NavList:
A Community Devoted to the Preservation and Practice of Celestial Navigation and Other Methods of Traditional Wayfinding
From: Wendel Brunner
Date: 2019 Feb 19, 08:06 -0800
I had never looked at Frank Reed's methods when I decided to try a lunar in 1992 on my voyage to Hawaii, and I tried to figure out myself how to do it. If you had the lunar distance, sun and moon altitudes all measured simultaneously, it would be pretty straightforward. I remember reading in one of the Hornblower books that it took three midshipmen observing together to do a lunar, but that was clearly not how Slocum did it.

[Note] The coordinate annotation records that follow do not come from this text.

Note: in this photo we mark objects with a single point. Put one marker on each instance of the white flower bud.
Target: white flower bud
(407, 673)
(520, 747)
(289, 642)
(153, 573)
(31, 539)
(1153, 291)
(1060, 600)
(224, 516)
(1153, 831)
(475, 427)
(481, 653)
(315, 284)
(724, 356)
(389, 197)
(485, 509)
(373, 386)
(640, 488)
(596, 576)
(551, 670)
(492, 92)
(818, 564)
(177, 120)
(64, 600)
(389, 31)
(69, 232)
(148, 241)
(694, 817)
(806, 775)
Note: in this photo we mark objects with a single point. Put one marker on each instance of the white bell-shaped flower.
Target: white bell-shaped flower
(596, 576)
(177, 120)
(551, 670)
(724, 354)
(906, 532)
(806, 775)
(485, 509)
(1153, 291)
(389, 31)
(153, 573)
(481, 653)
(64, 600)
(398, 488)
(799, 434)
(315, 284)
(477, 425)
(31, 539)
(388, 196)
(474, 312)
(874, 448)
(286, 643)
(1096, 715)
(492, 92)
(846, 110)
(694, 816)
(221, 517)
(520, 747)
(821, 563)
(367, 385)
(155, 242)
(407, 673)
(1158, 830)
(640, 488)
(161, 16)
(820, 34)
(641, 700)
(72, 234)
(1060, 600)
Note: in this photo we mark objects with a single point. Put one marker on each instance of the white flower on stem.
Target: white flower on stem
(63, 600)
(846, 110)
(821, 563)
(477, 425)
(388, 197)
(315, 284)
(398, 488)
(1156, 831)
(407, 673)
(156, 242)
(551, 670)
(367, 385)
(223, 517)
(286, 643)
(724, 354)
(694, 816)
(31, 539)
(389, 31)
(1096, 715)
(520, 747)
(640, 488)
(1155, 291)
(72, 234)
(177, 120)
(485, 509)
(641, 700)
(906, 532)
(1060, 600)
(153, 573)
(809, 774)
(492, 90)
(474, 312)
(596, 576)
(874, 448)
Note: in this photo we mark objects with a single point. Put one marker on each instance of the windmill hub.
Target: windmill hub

When I observed for my lunar, I measured a series of Lunar Distances, sun altitudes and the time between those measurements, but I couldn't get the moon altitude because the horizon under it was obscured. I took the data home and despaired of a solution, until I realized that longitude, time and lunar distance were linked, and a lunar distance along with any other celestial observation was enough to determine the solution. The iterative method allowed me to calculate the solution, and then I realized it had some other advantages as well. The iterative method allows one to focus on careful observations and let the calculations handle the other complications. You don't need three midshipmen. I think it would be pretty tedious to do this calculation with logarithms, but with a cheap calculator it is reasonable. I eventually programmed a hand calculator to do all the celestial calculations, including lunars using this iterative method.
The main advantage of this method is that you don't have to try to determine a lunar distance and sun and moon altitudes simultaneously, something that I think is observationally awkward.
I believe the StarPath calculator they sell - which is the only one I know, except mine, which does lunars - uses this iterative method as well, based on some correspondence I had with them.